Baisse attendue du trafic

Les riverains peuvent souffler : d’ici à 2030, la pollution va reculer. C’est l’effet mécanique d’une réduction globale du trafic routier – la part des déplacements automobiles est déjà passée de 34 à 25% entre 1995 et 2006 à Lyon et Villeurbanne. C’est ainsi qu’au sud de l’avenue Gambetta, le trafic va passer de 30 300 véhicules/jour à 27 078, et de 26300 véhicules/jour à 24320 entre la rue d’Arménie et celle de l’Abondance. De ce point de vue, le projet de la communauté urbaine est une réussite. Les habitants vont pouvoir compter aussi avec des voitures de moins en moins polluantes. Mais ils n’ont rien à espérer des aménagements prévus. "Il n’y a pas d’amélioration notoire de la qualité de l’air à attendre du projet", euphémise le rapport. Des simulations ont été réalisées à horizon 2030, selon que l’on exécute ces travaux ou qu’on laisse l’axe en état. Surprise : le laisser-faire vaut mieux.

Sur l’ensemble de la rue Garibaldi, les émissions de monoxyde de carbone sont ainsi de 51.65 kg sans projet, de 57.51 kg avec ; celles d’oxydes d’azote de 33.09 kg sans, de 34.57 avec ; et celles de particules de 1.99 kg sans, de 2,17 kg avec. Au final calcule l’étude, sur la portion réaménagée, la pollution augmente de 9 à 25% selon les gaz, si l’on fait l’aménagement plutôt que si on ne le fait pas.

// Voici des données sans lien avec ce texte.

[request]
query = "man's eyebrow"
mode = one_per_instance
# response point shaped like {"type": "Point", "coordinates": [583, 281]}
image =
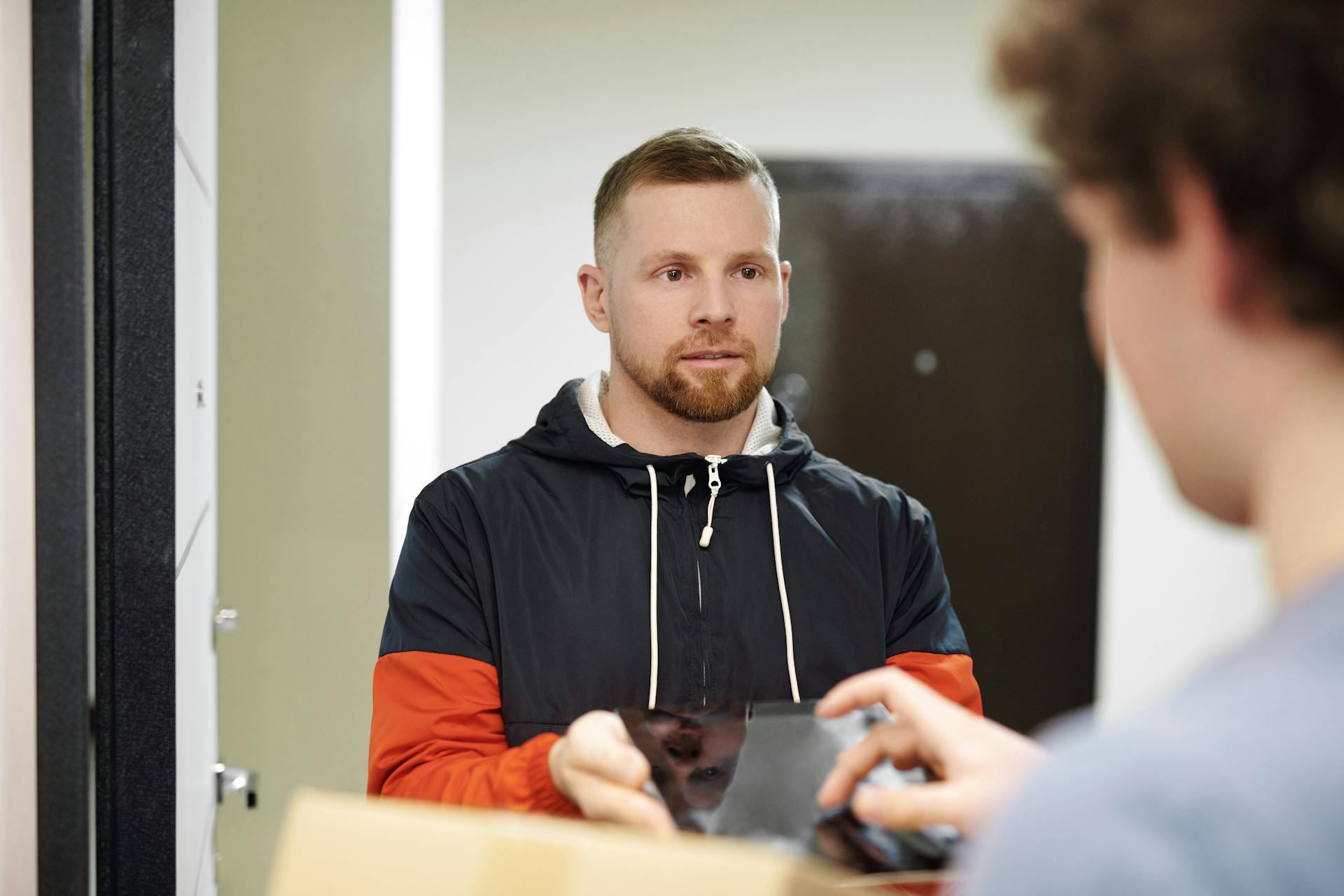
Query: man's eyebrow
{"type": "Point", "coordinates": [666, 257]}
{"type": "Point", "coordinates": [755, 254]}
{"type": "Point", "coordinates": [678, 257]}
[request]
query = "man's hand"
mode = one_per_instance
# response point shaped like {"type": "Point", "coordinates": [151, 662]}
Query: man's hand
{"type": "Point", "coordinates": [598, 770]}
{"type": "Point", "coordinates": [977, 761]}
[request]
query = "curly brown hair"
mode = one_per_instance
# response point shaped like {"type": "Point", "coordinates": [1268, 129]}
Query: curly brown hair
{"type": "Point", "coordinates": [1249, 93]}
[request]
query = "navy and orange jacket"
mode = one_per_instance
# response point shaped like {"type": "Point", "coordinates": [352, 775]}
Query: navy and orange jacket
{"type": "Point", "coordinates": [528, 592]}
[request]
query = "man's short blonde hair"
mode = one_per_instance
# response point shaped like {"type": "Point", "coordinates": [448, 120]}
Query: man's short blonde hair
{"type": "Point", "coordinates": [679, 156]}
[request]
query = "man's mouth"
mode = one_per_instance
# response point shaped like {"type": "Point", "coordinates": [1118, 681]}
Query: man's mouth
{"type": "Point", "coordinates": [710, 356]}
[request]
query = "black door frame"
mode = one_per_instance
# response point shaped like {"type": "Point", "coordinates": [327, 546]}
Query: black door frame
{"type": "Point", "coordinates": [104, 340]}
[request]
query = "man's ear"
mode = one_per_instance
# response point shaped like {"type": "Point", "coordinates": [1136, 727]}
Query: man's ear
{"type": "Point", "coordinates": [1222, 270]}
{"type": "Point", "coordinates": [594, 293]}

Monoxyde de carbone Oxyde d’azote Composés organiques volatils Particules
Etat actuel 2010 99.81 kg 39.49 kg 9.21 kg 2.71 kg
Horizon 2030 sans projet 51.65 kg 33.09 kg 5.17 kg 1.99 kg
Horizon 2030 avec projet 57.51 kg 34.57 kg 5.52 kg 2.17 kg

Faible vitesse = plus d’émissions de polluants

L’étude donne des pistes d’explication à ce résultat inattendu : la suppression des trémies provoque un ralentissement de la circulation. Or une voiture pollue plus à 40 km/h qu’à 50 km/h (voir graphique ci-dessous). Il faut aussi prendre en compte le rétablissement de 13 carrefours "dont le régime pulsé induit une augmentation des émissions (de 75% à 10 km/h pour un véhicule léger)". L’étude comptabilise le nombre d’heures de trajets quotidiens effectués par les automobilistes sur la rue Garibaldi. Il est aujourd’hui de 1896. Il sera en 2030 de 1754h/jour sans aménagement, de 1906h/jour avec. Soit une perte de 152 heures de trafic supplémentaire avec la réduction à 3 voies. C’est cet engorgement qui est à l’origine de la pollution supplémentaire. Le pari de la municipalité lyonnaise et de nombreuses villes françaises – engorgement des voies = baisse de la pollution - est battu en brèche. Eric Lafond y voit une cause : l’absence d’alternative en transport en commun. Car à la différence de l’avenue Berthelot qui a amélioré la qualité de son air avec l’arrivée du tram, le projet de réduction de voiries automobile n’est pas ici couplé avec la mise en service d’un transport collectif performant. D’où la proposition de l’élu centriste de n’aménager que "deux voies automobiles" avec de vraies alternatives en transport en commun.

Plus d’accidents aussi !

On dénombre aujourd’hui 30 accidents par an. Après le réaménagement, ce sera là aussi pire : sur une tranche de six ans, comparée à la période 2004-2010, on comptera + 0.45 tués (sic), + 4,82 blessés graves et + 19,13 blessés légers. Des drames qui surviendront notamment aux abords des 13 nouveaux carrefours.